SEE NEW POST BELOW FOR REVISED PITCHES :)
Pitch 1:
Dahlia Moss x Guy Noir
Joe, a time traveling PI, must resist the urge to alter a past of which he’s ashamed if he’s to solve a TV judge’s disappearance, forgiver himself, and oh yeah—save humanity from itself.
Pitch 2:
Dahlia Moss x Guy Noir
Joe’s society may only use #tt to re-try hist. figs as reality TV, but when he’s hired to find a missing TV judge, Joe must resist the urge to change his shameful past to solve the case, forgive himself, and oh yeah—save humanity from itself.
Pitch 3:
Joe’s society may only use #tt to re-try hist. figures as fluff TV, but as a PI looking for a missing TV judge, Joe will confront his past sins. He must resist the urge to change his shameful past to solve the case, forgive himself, and save humanity from itself.

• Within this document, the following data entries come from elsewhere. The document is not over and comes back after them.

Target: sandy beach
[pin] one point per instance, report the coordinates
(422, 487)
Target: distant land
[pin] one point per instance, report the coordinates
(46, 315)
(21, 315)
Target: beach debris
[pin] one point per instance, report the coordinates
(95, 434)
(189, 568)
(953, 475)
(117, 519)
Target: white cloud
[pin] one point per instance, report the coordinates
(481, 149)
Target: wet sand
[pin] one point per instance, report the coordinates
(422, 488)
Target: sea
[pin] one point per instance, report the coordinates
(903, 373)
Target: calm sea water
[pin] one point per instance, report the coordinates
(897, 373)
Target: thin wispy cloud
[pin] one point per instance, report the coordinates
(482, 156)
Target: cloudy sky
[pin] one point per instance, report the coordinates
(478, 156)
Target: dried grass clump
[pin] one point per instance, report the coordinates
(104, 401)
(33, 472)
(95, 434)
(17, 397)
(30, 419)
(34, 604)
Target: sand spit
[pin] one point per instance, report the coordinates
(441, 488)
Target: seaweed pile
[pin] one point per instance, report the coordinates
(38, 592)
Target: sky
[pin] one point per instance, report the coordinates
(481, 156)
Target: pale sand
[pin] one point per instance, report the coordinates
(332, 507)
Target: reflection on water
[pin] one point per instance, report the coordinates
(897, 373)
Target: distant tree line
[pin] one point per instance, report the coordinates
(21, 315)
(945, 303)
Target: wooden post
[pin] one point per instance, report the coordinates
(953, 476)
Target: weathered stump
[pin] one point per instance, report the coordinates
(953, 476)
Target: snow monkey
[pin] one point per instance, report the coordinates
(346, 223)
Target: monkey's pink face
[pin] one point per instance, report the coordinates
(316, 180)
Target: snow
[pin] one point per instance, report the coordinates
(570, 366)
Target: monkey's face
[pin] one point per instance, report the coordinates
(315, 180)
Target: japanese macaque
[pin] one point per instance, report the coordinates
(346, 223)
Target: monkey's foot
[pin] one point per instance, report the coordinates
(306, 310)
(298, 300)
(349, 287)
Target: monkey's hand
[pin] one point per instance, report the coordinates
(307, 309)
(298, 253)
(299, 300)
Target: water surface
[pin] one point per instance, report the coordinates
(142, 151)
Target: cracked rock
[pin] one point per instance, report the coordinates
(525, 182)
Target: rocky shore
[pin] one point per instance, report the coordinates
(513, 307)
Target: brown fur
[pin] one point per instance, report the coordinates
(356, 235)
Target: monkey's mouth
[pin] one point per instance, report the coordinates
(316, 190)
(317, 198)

Pitch 1 Works for me. Pitch 2 Try to stay away from utilizing 2nd person or including the reader in your pitch. Rephrase the first sentence and you'll be all good: "In the future, there's time travel. But, it's only used to retry historical figures as reality TV." Pitch 3 Try to stay away from rhetorical questions. By nature they withhold information where pitches are vehicles to impart info. Also "save humanity from eating its tail" is very vague and a bit esoteric. Joe, a time traveling PI has a choice: erase his past sins or seek forgiveness in the present. If he doesn't he can't rescue a missing judge and save humanity from repeating the past.
BTW. Any of the practice pitches that I put up, feel free to use lines from or use in their entirety if you feel like it. I'm just using your words and rephrasing what you have already written. Don't feel the need to reinvent them every time if you don't want to. But... If you want to do complete rewrites, and make my suggestions your own in their, er, completeness, you can do that as well... You're doing a good job of doing rewrites, and I don't want to discourage the practice, because pitching takes a LOT of practice, LOL!